Samir affirme que les associations actives dans la ville ne proposent pas de solutions réelles à leurs problèmes, se contentant seulement de leur offrir quelques repas de façon épisodique, en plus de quelques vêtements qui se transforment très rapidement en haillons avec les aléas de la rue. Quant aux couvertures qu’on distribue pendant l’hiver, elles leurs sont souvent confisquées par les sans-abris plus âgés ou plus forts qu’eux…
Ismaïl Al Achiri, militant associatif actif dans le domaine du soutien aux sans-abris, considère que le problème des gens qui vivent dans la rue représente un véritable point noir et un dossier que l’état ferait mieux de résoudre au plus vite, étant donné la gravité d’une telle situation sur l’avenir de cette catégorie sociale, ainsi que les retentissements que cette question peut avoir sur la paix sociale.
Al Achiri déplore par ailleurs l’absence de statistiques et de chiffres officiels pouvant renseigner avec exactitude sur le nombre des sans-abris qui peuplent les rues marocaines et dont beaucoup sont mineurs ou atteints de troubles mentaux. Il assure également que les centres et les organismes sociaux travaillant à apporter de l’aide à cette population souffrent à leur tour de multiples manques au niveau des ressources matérielles, logistiques et humaines.
Clôturant les déclarations qu’il a accordées à Dunes Voices sur cette question, le militant explique enfin que ces différentes contraintes et insuffisances sont cause que le phénomène ne cesse de s’aggraver et que les sans-abri continuent à envahir les rues et les ruelles au lieu d’être admis dans les centres de soutien social ou dans des établissements de santé.
Plus de trente mille personnes vivent dans la rue
Saïd Achaâli, chercheur en sociologie, assure quant à lui que les dernières statistiques, non officielles d’ailleurs et élaborées par nombre d’associations marocaines et françaises, ont montré que plus de 30 mille personnes, âgées pour la plupart de moins de 22 ans, se trouvent sans abri pour des raisons multiples.

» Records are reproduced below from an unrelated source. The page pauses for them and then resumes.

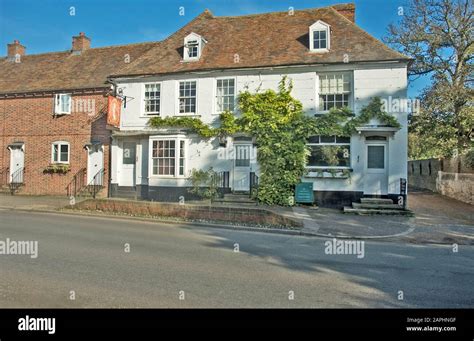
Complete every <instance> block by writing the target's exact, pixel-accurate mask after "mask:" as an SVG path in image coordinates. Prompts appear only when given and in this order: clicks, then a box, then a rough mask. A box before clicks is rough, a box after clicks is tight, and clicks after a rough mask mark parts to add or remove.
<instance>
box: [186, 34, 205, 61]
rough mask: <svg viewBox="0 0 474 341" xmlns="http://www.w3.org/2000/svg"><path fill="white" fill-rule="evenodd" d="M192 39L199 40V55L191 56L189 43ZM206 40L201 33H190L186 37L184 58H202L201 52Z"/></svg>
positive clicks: (191, 60) (189, 42)
mask: <svg viewBox="0 0 474 341" xmlns="http://www.w3.org/2000/svg"><path fill="white" fill-rule="evenodd" d="M192 41H197V56H195V57H189V48H188V44H189V43H190V42H192ZM204 42H205V41H204V39H203V38H202V37H201V36H200V35H199V34H196V33H194V32H192V33H190V34H188V35H187V36H186V37H185V38H184V47H183V60H184V61H188V62H192V61H197V60H199V58H201V52H202V49H203V43H204Z"/></svg>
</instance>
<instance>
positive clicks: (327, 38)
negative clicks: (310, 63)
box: [309, 20, 331, 53]
mask: <svg viewBox="0 0 474 341" xmlns="http://www.w3.org/2000/svg"><path fill="white" fill-rule="evenodd" d="M320 31H326V47H325V48H315V47H314V32H320ZM330 49H331V25H329V24H327V23H325V22H324V21H322V20H318V21H316V22H315V23H314V24H313V25H311V26H310V27H309V50H310V51H311V52H318V53H320V52H329V50H330Z"/></svg>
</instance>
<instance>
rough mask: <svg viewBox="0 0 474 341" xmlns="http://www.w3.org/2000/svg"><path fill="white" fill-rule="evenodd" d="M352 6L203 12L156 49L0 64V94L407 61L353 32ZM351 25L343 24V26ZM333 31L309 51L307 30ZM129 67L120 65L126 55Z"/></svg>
mask: <svg viewBox="0 0 474 341" xmlns="http://www.w3.org/2000/svg"><path fill="white" fill-rule="evenodd" d="M353 13H354V5H352V4H342V5H335V6H333V7H325V8H317V9H308V10H297V11H294V13H293V15H290V13H289V12H274V13H267V14H256V15H248V16H239V17H214V16H213V15H212V14H211V13H210V12H209V11H207V10H206V11H205V12H203V13H202V14H200V15H199V16H197V17H196V18H195V19H194V20H192V21H191V22H190V23H188V24H187V25H186V26H184V27H183V28H181V29H180V30H178V31H177V32H176V33H174V34H172V35H171V36H170V37H168V38H167V39H165V40H163V41H161V42H151V43H141V44H130V45H123V46H111V47H103V48H91V49H88V50H85V51H83V52H82V53H81V54H80V55H76V54H73V53H71V51H64V52H55V53H45V54H37V55H26V56H23V57H22V58H21V63H14V62H13V61H11V60H9V59H8V58H6V57H4V58H0V93H3V94H5V93H16V92H20V93H21V92H33V91H51V90H66V89H84V88H96V87H104V86H106V85H105V82H106V80H107V77H108V76H110V75H115V76H117V75H122V76H131V75H146V74H167V73H179V72H186V71H200V70H212V69H230V68H250V67H272V66H283V65H304V64H317V63H342V62H343V61H344V57H345V56H346V55H347V57H348V59H349V62H357V61H385V60H406V61H408V60H409V58H408V57H406V56H404V55H402V54H400V53H398V52H396V51H394V50H392V49H390V48H388V47H387V46H386V45H384V44H383V43H382V42H380V41H379V40H377V39H375V38H374V37H372V36H371V35H369V34H368V33H367V32H365V31H364V30H362V29H361V28H359V27H358V26H357V25H355V24H354V23H353V22H352V21H351V20H350V18H351V16H352V15H353ZM348 18H349V19H348ZM317 20H322V21H324V22H326V23H328V24H329V25H331V49H330V51H329V52H327V53H314V52H313V53H312V52H310V51H309V46H308V45H309V33H308V30H309V26H311V25H312V24H313V23H314V22H316V21H317ZM191 32H195V33H197V34H199V35H201V36H202V37H203V38H204V39H205V40H206V41H207V43H206V45H205V47H204V49H203V52H202V56H201V58H200V60H199V61H194V62H183V60H182V59H183V57H182V54H183V44H184V37H185V36H187V35H188V34H189V33H191ZM127 55H128V56H129V57H130V63H128V64H127V63H126V62H125V61H126V56H127Z"/></svg>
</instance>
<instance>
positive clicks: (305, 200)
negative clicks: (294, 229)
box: [295, 182, 314, 204]
mask: <svg viewBox="0 0 474 341" xmlns="http://www.w3.org/2000/svg"><path fill="white" fill-rule="evenodd" d="M295 202H297V203H302V204H312V203H314V192H313V183H312V182H301V183H299V184H297V185H296V189H295Z"/></svg>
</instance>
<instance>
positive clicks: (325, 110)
mask: <svg viewBox="0 0 474 341" xmlns="http://www.w3.org/2000/svg"><path fill="white" fill-rule="evenodd" d="M348 108H349V110H351V111H352V108H351V107H348ZM327 114H329V110H324V111H321V110H320V111H318V112H317V113H315V114H314V116H315V117H320V116H324V115H327ZM355 116H356V115H355V114H352V115H350V117H355Z"/></svg>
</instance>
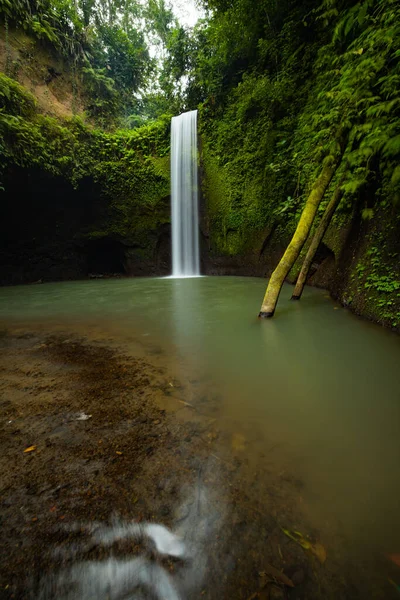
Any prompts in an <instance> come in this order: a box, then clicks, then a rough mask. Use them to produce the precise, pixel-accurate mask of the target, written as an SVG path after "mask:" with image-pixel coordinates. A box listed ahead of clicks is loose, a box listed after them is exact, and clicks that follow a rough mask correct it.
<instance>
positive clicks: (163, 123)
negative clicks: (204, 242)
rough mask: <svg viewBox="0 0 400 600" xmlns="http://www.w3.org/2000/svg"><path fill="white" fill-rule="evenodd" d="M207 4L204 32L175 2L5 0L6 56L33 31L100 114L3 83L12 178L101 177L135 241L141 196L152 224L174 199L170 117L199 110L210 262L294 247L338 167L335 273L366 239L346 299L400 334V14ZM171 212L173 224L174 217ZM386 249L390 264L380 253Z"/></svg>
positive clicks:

Le chercheur explique que la plupart des personnes recensées se sont trouvées dans cette situation à un moment donné de leur vie parce qu’elles sont venues au monde suite à des relations sexuelles illégales, parce que leurs pères ont refusé de les reconnaître ou à cause de conflits familiaux ayant différentes raisons. Il précise par ailleurs que la population féminine des sans-abris se compose majoritairement de victimes d’agression sexuelles les ayant, entre autres facteurs, menées vers cette situation.
Achaâli ajoute encore que la précision de ces chiffres demeure insuffisante, dans la mesure où il n’existe pas de statistiques officielles qui corroborent ces résultats. Il estime même que la situation est encore plus grave, étant donné la faible croissance économique, ainsi que la propagation scandaleuse de la pauvreté, de l’analphabétisme et de l’ignorance ; autant de facteurs qui font gagner de plus en plus de terrain au phénomène.
En l’absence de solutions efficaces à ce fléau, la rue demeure l’unique abri qui accueille ces pauvres âmes errantes à bras ouverts, sans se soucier des raisons ni des circonstances qui les ont poussés à en arriver là. Espérons qu’un jour, ces pauvres personnes verront enfin naître des initiatives qui les repêcheront de cette souffrance et leurs rendront leur humanité et leurs droits citoyens.